RARA-AVIS: Handicapping the List

From: Kevin Burton Smith (kvnsmith@thrillingdetective.com)
Date: 01 Sep 2009

  • Next message: jacquesdebierue: "RARA-AVIS: Re: Handicapping the List"

    Jacques Debierue (from The Burnt Orange Heresy?) wrote:

    > Kevin, you're handicapped by the constant suspicion that people are
    > poseurs,
    > that they don't tell the truth about what they like and dislike. I
    > don't think
    > that's true on Rara-Avis. At least, I have never noticed it.

    Where on earth did this come from?

    But how nice of you to take the time to single me out by name and call me handicapped. Great moderating, that.

    I'm not sure what provoked it, exactly, but for the record, I don't suspect most people on this list of being poseurs (or posers, for that matter). I think the vast majority on this list are pretty honest about what they like and dislike. Oh, sure, a few Google Search Intellectuals pontificate and blow smoke about books they may or may not have read, but they're definitely a minority on this list.

    I may not always agree with them, but I've come to respect the opinions of most of the posters on this list. Because they not only say what they mean and mean what they say, but can also back it up, and will stand by it. Their opinions are based on more than a fleeing whim, a compulsion to post four or five times a day or an obsession with jumping on the latest bandwagon. They provoke and they entertain and they often challenge me to reconsider or defend some of my own opinions -- or turn me on to books and authors and films and the like that I may not have been aware of. That's what makes this list so fun.

    Oh, and not taking too seriously those who take themselves too seriously is fun, too. Especially when the weapon of choice is their own words and deeds. That's fun, too.

    > Also, from some comments you made... you
    > seem to think that this is a writing forum -- it is not, it is a
    > conversation
    > forum.

    I made some comments that lead you to believe that I think this is a writing forum? Let me reassure you that I don't, but that must have been some post, whatever it was. But surely the topic of writing -- what works and what doesn't -- would come into any discussion of books eventually. Nobody's talking about Pynchon's skills as a gardener or a fry cook here, after all.

    And are my occasional alleged wanderings off the straight-and-narrow into the realm of writing really any more off-topic than someone's regular grumblings about post-modernism, political correctness, the sorry state of the world or whether some non-detective writer should have won the Nobel prize?

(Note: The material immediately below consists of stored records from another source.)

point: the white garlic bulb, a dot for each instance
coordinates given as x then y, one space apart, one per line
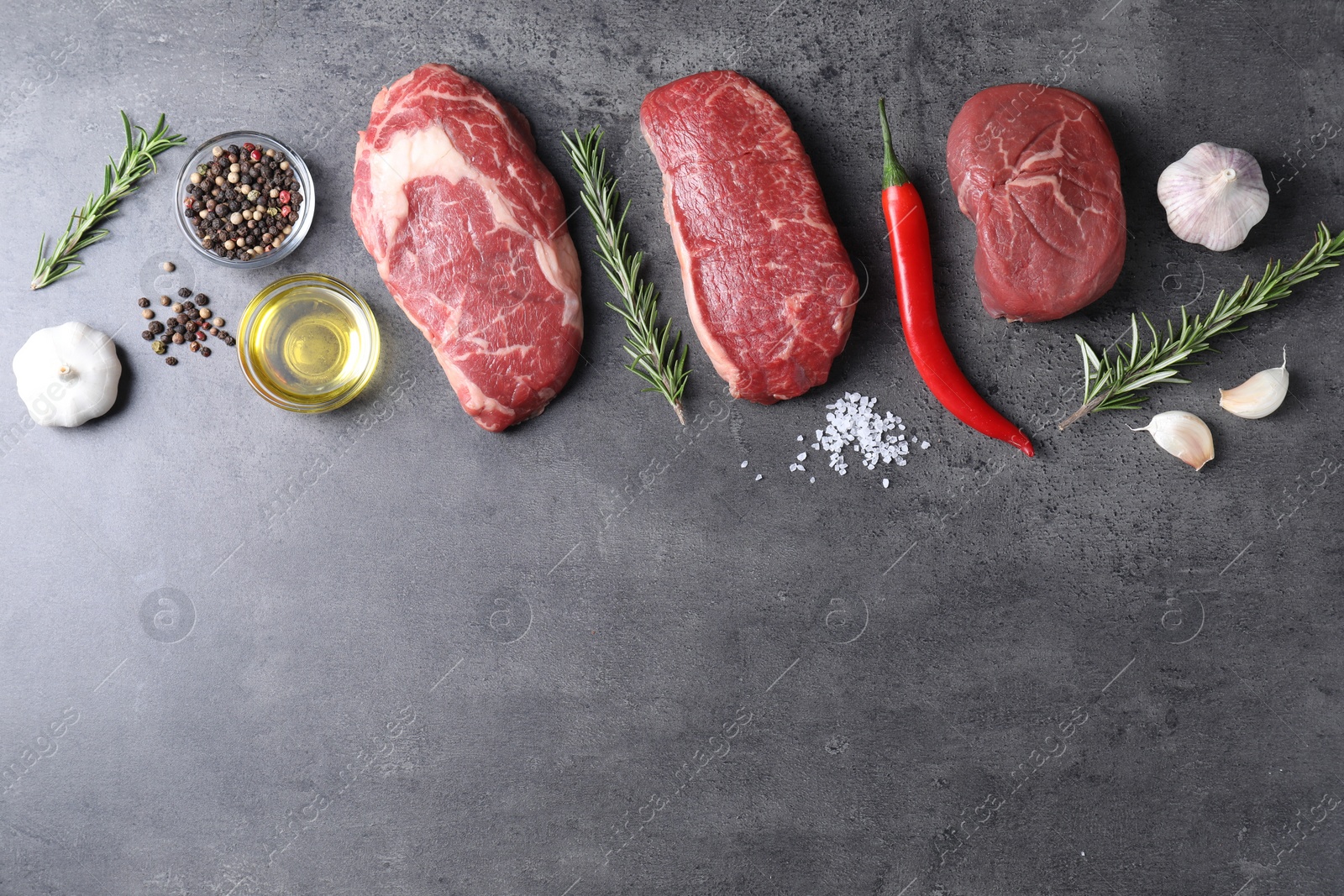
1182 434
1260 396
67 374
1214 196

    Or the evils of hyphenated words? Or someone soliciting opinions on THE ENGLISH PATIENT? And you think some passing comment I may have made about actual writing is off-topic???

    > (Members here) participate in a conversation. It's ephemeral by
    > nature and
    > nobody should be held to "positions".

    Well, for some people, what they say on Monday is the same thing they say on Tuesday. They've given some thought to what they say. I can respect that.

    Others, well, their soggy positions swish back and forth like windshield wipers.

    > About Pynchon, it makes sense to talk about each book separately.
    > Mason & Dixon
    > and Inherent Vice have little to do with each other, for example. I
    > think the
    > former is a masterpiece and the latter an uninspired work. I don't
    > have (and I
    > don't have to have) a "position" on Pynchon. I just read him.

    So you were a "total fan" on August 8, now you're not. But you might be tomorrow. Got it.

    Now that I know your positions are ephemeral and temporary, I'll try to pay less attention to them.

    Gee, I feel less "handicapped" already.

    (Although I was looking forward to scoring a primo parking space.)